Taking as the play’s basis the Salem witch-hunt of 1692, Arthur Miller demonstrates its contemporary social relevance, drawing the parallel between this event and the McCarthyism that gripped America in the 1950s. In this classic parable of communal hysteria Miller depicts not an indifferent society but one in which positive evil is unleashed. This takes the form of the persecution of minority groups and the interference of the state in the conscience of the individual. As a savage attack on the ills of ‘ideological intensities’, The Crucible remains unrivalled.
As the small Salem community is stirred into madness and the play reaches the violent climax, the events it describes become a timeless vision of the evils of mindless persecution.
Comments:I first heard of this play when we studied Arthur Miller in high school. Of course it was the other class that got to study The Crucible – we got stuck with Death of a Salesman. At the time this was cause for jealousy, though the intervening years have taught me the value of Death of a Salesman. Despite a great desire to do so, I never seemed to get around to reading The Crucible. It was worth the wait.
This play is full of drama and suspense, despite the fact that the events it describes are well known. The parallels between Salem and the McCarthy era are obvious, but not so obvious as to spoil enjoyment. Other, more recent (and perhaps more disturbing) parallels can be drawn between Salem’s treatment of their women (and McCarthy’s paranoid witch-hunts) and today’s paranoia about terrorism.
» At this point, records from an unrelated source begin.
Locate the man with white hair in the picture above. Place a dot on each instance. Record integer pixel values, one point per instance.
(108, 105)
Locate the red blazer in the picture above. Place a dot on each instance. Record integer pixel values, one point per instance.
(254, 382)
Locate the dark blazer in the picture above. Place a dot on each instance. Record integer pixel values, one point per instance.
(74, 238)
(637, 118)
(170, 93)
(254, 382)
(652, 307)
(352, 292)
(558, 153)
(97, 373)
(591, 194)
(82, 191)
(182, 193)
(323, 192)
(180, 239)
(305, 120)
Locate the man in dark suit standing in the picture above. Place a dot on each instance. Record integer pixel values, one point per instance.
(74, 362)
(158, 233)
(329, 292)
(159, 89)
The Crucible was written well before modern events were even predicted, however the comparison remains valid. Today’s society responds to the word ‘terrorist’ with the same knee-jerk reaction as the citizens of the 1950’s did with the mention of ‘communism’ and the good people of Salem with the mention of ‘witch’; and we are just as quick to condemn. This play is definitely worth reading, and I would like to see it performed sometime.